Wednesday, 6 August 2014



In a week that's featured so many rentals that were mediocre at best and borderline unwatchable at worst - The Ganzfeld Possession, Amphibious, Bloody Homecoming, Creep Van, The Rig, 13 Eerie - the idea that a film from the Syfy Channel and The Asylum isn't the worst film of the batch is by itself enough to shake one's faith in consensus reality. Sure, occasionally they can throw up the occasional insanity like their take on Sherlock Holmes, but most of the time they're pumping out stupid mockbusters with Microsoft Paint-level effects work and/or wannabe cult trash featuring CGI sharks in increasingly unlikely situations. (A reboot of the Astaire and Rogers musicals of the 1930s featuring two hammerheads is surely only months away.) But the idea that they can actually make something that's not only hands down the best film of the week, but is a perfectly watchable and enjoyable horror movie, is the kind of life-altering perspective-changer that makes absolutely no sense at all. It's like Al Adamson winning Best Picture.

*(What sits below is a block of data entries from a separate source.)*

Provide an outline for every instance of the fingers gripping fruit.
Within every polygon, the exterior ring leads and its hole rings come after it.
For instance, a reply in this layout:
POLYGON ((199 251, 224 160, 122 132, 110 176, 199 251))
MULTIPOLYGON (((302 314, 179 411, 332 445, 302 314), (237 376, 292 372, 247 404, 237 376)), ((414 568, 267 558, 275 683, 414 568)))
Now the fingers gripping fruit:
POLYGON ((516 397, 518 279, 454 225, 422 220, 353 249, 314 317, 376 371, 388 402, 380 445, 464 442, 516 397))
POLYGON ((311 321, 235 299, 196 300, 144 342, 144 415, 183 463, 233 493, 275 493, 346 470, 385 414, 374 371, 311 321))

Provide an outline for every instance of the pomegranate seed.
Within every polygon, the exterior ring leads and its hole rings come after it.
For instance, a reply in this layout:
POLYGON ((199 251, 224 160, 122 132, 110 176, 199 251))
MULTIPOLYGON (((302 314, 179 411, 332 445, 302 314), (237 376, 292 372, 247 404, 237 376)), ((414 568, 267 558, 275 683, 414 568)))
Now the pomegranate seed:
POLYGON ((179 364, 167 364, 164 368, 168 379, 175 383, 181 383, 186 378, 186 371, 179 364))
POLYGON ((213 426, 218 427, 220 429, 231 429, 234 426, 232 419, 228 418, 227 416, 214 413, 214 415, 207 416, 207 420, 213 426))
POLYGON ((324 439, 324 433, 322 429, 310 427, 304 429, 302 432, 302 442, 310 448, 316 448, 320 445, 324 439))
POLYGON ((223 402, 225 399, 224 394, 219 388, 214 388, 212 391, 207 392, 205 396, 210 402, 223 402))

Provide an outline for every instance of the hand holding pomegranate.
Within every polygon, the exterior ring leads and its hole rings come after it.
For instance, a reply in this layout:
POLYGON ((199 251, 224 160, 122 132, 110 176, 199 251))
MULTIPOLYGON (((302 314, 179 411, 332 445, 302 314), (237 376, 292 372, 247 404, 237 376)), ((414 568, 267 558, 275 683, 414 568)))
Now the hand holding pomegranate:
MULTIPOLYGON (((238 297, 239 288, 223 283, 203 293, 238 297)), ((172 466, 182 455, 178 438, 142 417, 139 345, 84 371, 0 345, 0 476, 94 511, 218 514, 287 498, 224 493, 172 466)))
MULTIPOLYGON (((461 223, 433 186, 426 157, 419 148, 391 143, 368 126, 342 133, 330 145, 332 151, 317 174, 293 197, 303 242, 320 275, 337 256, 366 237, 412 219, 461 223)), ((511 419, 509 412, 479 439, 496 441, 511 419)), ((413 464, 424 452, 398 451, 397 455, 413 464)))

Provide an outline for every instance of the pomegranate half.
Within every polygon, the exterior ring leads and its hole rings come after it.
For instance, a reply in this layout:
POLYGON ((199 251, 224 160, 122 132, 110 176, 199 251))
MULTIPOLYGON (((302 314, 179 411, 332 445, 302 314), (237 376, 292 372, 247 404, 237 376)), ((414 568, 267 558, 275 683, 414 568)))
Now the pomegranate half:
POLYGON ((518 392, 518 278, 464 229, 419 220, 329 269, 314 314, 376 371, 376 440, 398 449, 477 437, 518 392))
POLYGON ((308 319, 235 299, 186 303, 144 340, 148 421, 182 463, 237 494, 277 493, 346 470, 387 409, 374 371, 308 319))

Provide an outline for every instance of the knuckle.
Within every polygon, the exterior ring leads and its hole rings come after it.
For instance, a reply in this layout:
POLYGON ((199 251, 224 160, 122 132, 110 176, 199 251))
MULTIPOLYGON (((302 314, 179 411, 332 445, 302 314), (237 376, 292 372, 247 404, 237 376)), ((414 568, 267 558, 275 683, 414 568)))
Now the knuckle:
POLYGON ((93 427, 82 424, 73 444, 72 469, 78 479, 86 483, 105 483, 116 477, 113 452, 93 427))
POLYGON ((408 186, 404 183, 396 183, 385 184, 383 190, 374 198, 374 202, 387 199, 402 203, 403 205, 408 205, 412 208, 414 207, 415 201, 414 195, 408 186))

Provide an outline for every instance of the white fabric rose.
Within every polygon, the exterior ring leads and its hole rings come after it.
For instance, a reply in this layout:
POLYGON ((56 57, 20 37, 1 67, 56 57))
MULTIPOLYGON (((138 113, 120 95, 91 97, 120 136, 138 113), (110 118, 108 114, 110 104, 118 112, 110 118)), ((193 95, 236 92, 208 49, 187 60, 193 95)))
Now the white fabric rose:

Incredibly, Zombie Night is a solid, entertaining entry in the overcrowded cinema of the undead which stays serious throughout and doens't bother with easy laughs or silliness. It doesn't do much devastatingly new - for no given reason the dead come back to life and crawl out of their graves and start biting people, and a handful of the living try and avoid being zombified - but it does it with enough grue to earn an 18 certificate, and is helped by a solid cast of 1980s stars (Anthony Michael Hall, Daryl Hannah, Alan Ruck) and occasional nods to Lucio Fulci, City Of The Living Dead in particular.

John Gulager clearly knows what he's doing with a horror B-movie, even if the Feast sequels and Piranha 3DD weren't very good. Still, it's actually nice to find a disposable zombie movie that isn't much interested in being anything more than a disposable zombie movie. The zombs don't represent anything political or social, it's not an allegory for Cuba or the rich/poor divide or Facebook; they're just flesh-eating ghouls. Taken as a collaboration between The Asylum and the Syfy Channel, it's a shocking revelation (which also shows how utterly terrible they are most of the time). Taken on the level of an unpretentious and unironic gory zombie film, it's nowhere near a masterpiece but it's certainly worth the rental outlay.